🤖 AI Summary
This work addresses error exponent characterization in composite correlated quantum hypothesis testing, moving beyond the conventional independent and identically distributed (i.i.d.) and simple-hypothesis settings.
Method: We introduce the regularized quantum Hoeffding divergence and its reverse counterpart for convex compact state sets, establish their equivalence and quantitative relationship, extend the quantum Hoeffding bound to stationary state sequences, and refine the generalized quantum Stein’s lemma within a strong converse framework.

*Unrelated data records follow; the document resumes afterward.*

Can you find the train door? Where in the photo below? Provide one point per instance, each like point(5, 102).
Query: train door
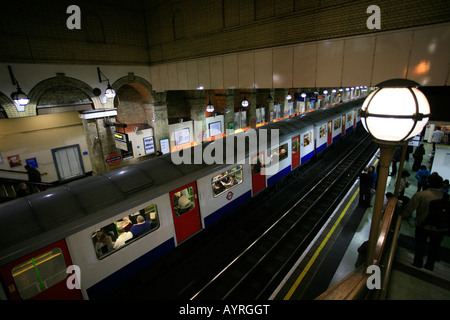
point(330, 132)
point(295, 151)
point(185, 211)
point(258, 178)
point(41, 275)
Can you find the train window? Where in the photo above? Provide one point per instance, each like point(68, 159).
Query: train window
point(120, 233)
point(322, 130)
point(226, 180)
point(337, 124)
point(39, 273)
point(350, 117)
point(306, 139)
point(279, 154)
point(184, 201)
point(295, 144)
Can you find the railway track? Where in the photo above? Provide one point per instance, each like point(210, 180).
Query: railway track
point(222, 261)
point(256, 271)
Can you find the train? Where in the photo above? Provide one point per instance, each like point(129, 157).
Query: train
point(81, 239)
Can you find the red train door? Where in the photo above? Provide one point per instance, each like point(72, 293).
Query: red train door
point(258, 178)
point(185, 211)
point(330, 132)
point(41, 275)
point(295, 152)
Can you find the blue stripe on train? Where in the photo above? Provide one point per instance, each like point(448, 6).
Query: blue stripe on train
point(321, 148)
point(307, 157)
point(114, 279)
point(278, 175)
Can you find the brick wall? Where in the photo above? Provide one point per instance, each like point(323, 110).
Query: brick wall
point(146, 32)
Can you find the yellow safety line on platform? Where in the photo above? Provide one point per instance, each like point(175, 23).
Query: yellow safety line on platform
point(324, 242)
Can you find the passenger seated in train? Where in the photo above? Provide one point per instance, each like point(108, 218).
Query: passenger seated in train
point(218, 185)
point(142, 226)
point(184, 205)
point(123, 237)
point(103, 243)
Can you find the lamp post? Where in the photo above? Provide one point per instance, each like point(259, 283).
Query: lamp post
point(395, 112)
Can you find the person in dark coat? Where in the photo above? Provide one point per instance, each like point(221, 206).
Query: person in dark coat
point(365, 184)
point(418, 157)
point(33, 174)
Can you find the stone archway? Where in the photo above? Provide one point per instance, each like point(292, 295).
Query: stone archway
point(8, 106)
point(59, 81)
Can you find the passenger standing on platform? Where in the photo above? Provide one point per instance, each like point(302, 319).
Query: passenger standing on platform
point(422, 177)
point(418, 157)
point(396, 158)
point(365, 182)
point(436, 137)
point(420, 203)
point(33, 174)
point(404, 183)
point(374, 177)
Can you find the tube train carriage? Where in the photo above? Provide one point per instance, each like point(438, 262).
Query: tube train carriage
point(111, 225)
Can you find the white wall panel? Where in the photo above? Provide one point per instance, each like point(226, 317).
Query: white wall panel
point(391, 56)
point(155, 78)
point(192, 74)
point(230, 67)
point(358, 61)
point(329, 63)
point(282, 67)
point(173, 76)
point(182, 76)
point(429, 61)
point(304, 70)
point(204, 77)
point(263, 69)
point(246, 70)
point(216, 64)
point(164, 76)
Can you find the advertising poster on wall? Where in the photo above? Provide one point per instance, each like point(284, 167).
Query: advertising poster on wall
point(14, 161)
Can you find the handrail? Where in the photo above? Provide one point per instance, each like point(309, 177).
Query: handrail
point(390, 261)
point(354, 286)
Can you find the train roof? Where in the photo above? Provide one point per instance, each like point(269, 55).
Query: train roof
point(34, 221)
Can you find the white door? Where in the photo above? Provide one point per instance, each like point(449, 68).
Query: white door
point(68, 162)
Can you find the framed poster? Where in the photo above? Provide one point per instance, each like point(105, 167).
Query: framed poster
point(14, 161)
point(165, 146)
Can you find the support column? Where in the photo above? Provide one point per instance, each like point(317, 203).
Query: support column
point(157, 116)
point(198, 115)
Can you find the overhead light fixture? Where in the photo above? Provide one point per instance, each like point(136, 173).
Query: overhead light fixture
point(288, 97)
point(109, 92)
point(19, 97)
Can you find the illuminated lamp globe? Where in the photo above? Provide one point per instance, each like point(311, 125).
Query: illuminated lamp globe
point(396, 111)
point(20, 99)
point(210, 107)
point(109, 92)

Contribution/Results: We precisely characterize the first-type error exponent in terms of the regularized Hoeffding divergence for stationary settings, and—crucially—derive the first optimal lower bound on the first-type error exponent under a constrained second-type error exponent, thereby resolving the strong converse for composite correlated quantum hypothesis testing. Our results provide a fine-grained, universally applicable characterization of the error trade-off in composite correlated scenarios, significantly advancing large deviation theory in quantum statistical inference.
📝 Abstract
We study the error exponents in quantum hypothesis testing between two sets of quantum states, extending the analysis beyond the independent and identically distributed case to encompass composite and correlated hypotheses. We introduce and compare two natural extensions of the quantum Hoeffding divergence and anti-divergence to sets of quantum states, establishing their equivalence or quantitative relationships. Our main results generalize the quantum Hoeffding bound to stable sequences of convex, compact sets of quantum states, demonstrating that the optimal type-I error exponent, under an exponential constraint on the type-II error, is precisely characterized by the regularized quantum Hoeffding divergence between the sets. In the strong converse regime, we provide a lower bound on the exponent in terms of the regularized quantum Hoeffding anti-divergence. These findings refine the generalized quantum Stein's lemma and yield a detailed understanding of the trade-off between type-I and type-II errors in discrimination with composite correlated hypotheses.